La drammaticità delle sofferenze patite dai personaggi si stempera in questo film grazie agli spunti comici e alle trovate esilaranti. Da ciò deriva il carattere forte e delicato insieme che contraddistingue The Rain People: la levità con cui vengono declinate le tragedie personali dei personaggi contribuisce ad ammantare il film di un’atmosfera da favola malinconica. Anche i luoghi risentono di questo “umore”: se, come è stato giustamente notato, l’anonimità e la desolazione dei luoghi tradiscono ascendenze dal cinema di Antonioni, è anche vero che l’imprescindibile elemento pop di certo paesaggio americano li riscatta da un sentimento di solitudine senza sbocco.

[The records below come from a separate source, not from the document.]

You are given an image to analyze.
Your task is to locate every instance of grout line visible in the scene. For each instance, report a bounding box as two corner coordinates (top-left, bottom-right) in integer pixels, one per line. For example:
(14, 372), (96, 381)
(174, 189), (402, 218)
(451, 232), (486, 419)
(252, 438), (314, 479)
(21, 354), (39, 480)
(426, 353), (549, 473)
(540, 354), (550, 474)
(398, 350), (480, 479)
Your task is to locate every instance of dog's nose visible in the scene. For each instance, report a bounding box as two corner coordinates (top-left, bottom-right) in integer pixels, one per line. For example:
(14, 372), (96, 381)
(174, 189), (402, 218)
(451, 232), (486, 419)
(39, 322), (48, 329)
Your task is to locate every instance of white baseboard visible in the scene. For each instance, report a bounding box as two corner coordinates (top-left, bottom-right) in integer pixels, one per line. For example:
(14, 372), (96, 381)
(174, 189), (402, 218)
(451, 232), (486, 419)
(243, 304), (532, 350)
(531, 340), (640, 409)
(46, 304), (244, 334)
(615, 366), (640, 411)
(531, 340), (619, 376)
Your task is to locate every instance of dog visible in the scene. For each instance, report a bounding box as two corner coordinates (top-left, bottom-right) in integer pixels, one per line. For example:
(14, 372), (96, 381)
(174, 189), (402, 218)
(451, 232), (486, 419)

È il caso del drive-in, versione diurna, cui approdano Natalie e Killer per ritrovare una vecchia compagna di scuola del ragazzo. Si tratta di una sorta di cimitero in cui le postazioni per le automobili sono marcate da quelle che paiono “stele” funerarie. Eppure la desolazione del luogo è vivacizzata dalla musica rock di sottofondo, dalle luci a forma di stella del cabinotto dei tickets, e dalle scritte pop che proliferano sulla facciata del chiosco del drive-in che, in tutto il loro appeal, smorzano il carattere oppressivo del paesaggio e contribuiscono a scongiurarne il senso di solitudine e incomunicabilità.
Un ennesimo set letteralmente popolato di scritte, la cui funzione è quella di pubblicizzare un tipo di attrazione zoologica, è il parco delle meraviglie gestito da Alfredo, «WHOA! HERE IT IS, NEBRASKA’S REPTILE RANCH AND ZOO», il beffardo datore di lavoro di Killer. La location è un luogo pieno di ogni cosa immaginabile: animali, souvenirs, cinture, bambole, un cimitero per le macchine ecc…
Un genere di posto che non potrebbe mai essere ricostruito negli studios hollywoodiani ma è come un objet trouvé, un tesoro prezioso, espressione della più verace cultura popolare americana, scovato da Coppola e dalla sua troupe che, per cinque mesi, girò il film on the road, in esterni, trasferendosi su un camioncino attraverso mezza America, dallo stato di New York al Wyoming, sotto l’egida del progetto rivoluzionario dell’American Zoetrope, che portava con sé «l’ideologia antihollywoodiana – sia dal punto di vista del modo di produzione sia da quello della “poetica”» e attraverso il quale esplodeva «l’Europa e il mito del regista consacrato alla critica alta» e si ribadiva «la ‘ribellione’ allo star system» (2).